Targeted chemotherapies, both oral and intravenous, are being developed that are specific to different types of breast cancer.

Data analytics are also expected to advance breast cancer detection and enable more women to be diagnosed at an earlier stage. This can increase chances of survival by identifying patients most likely to be at risk, regardless of age, and suggesting that they need to be screened earlier.

“Early detection is heavily dependent on diagnostic quality images, and this is an area where artificial intelligence can help support the screening workflow,” says Seattle-based Dr. Christopher Austin, chief medical officer for Kheiron Medical Technologies Inc., with headquarters in London; his company is developing a system called Mia IQ, which uses AI to assess breast positioning and overall quality of an image, determining if the image is sufficient for diagnostic interpretation.

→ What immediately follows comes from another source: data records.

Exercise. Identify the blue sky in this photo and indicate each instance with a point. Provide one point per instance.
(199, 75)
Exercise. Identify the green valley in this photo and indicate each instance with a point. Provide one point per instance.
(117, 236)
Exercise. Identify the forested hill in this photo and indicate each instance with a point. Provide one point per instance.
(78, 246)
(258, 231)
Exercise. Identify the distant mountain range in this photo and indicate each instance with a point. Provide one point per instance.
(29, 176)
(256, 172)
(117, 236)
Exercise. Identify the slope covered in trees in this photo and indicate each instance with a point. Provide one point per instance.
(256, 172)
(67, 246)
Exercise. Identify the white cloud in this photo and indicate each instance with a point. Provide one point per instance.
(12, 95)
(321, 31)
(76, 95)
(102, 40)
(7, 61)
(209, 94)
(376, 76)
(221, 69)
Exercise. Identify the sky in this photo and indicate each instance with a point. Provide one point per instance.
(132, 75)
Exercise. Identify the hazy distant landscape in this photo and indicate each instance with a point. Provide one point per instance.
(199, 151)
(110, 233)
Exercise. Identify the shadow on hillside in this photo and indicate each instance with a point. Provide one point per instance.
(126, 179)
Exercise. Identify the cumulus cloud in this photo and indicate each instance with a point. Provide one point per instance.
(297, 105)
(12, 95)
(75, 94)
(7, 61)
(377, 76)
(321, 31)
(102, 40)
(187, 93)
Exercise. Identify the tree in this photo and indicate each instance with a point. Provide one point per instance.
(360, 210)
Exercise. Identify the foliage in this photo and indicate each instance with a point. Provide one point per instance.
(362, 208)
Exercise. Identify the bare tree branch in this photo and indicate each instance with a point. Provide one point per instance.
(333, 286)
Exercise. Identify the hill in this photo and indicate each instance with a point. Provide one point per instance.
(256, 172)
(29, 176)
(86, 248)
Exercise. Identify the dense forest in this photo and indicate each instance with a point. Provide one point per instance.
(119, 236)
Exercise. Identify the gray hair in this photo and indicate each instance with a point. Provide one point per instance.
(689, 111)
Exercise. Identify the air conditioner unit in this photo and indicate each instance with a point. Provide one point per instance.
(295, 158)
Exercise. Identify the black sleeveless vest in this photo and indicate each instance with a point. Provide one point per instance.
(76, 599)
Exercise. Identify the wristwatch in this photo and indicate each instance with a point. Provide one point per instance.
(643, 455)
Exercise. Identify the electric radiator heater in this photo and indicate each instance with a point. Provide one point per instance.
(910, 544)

The experts agree that breast cancer research and development continues to rapidly progress and improve patients' chances of survival - providing fresh hopes and optimism to patients and survivors in remission alike.

“A major key has been the discovery and implementation of biomarkers to determine what type of breast cancer patient has, how quickly it is spreading, and the best treatment options for that patient,” Mamuszka adds. “Make sure you are asking your oncologist about biomarker testing and what the results from each test mean.”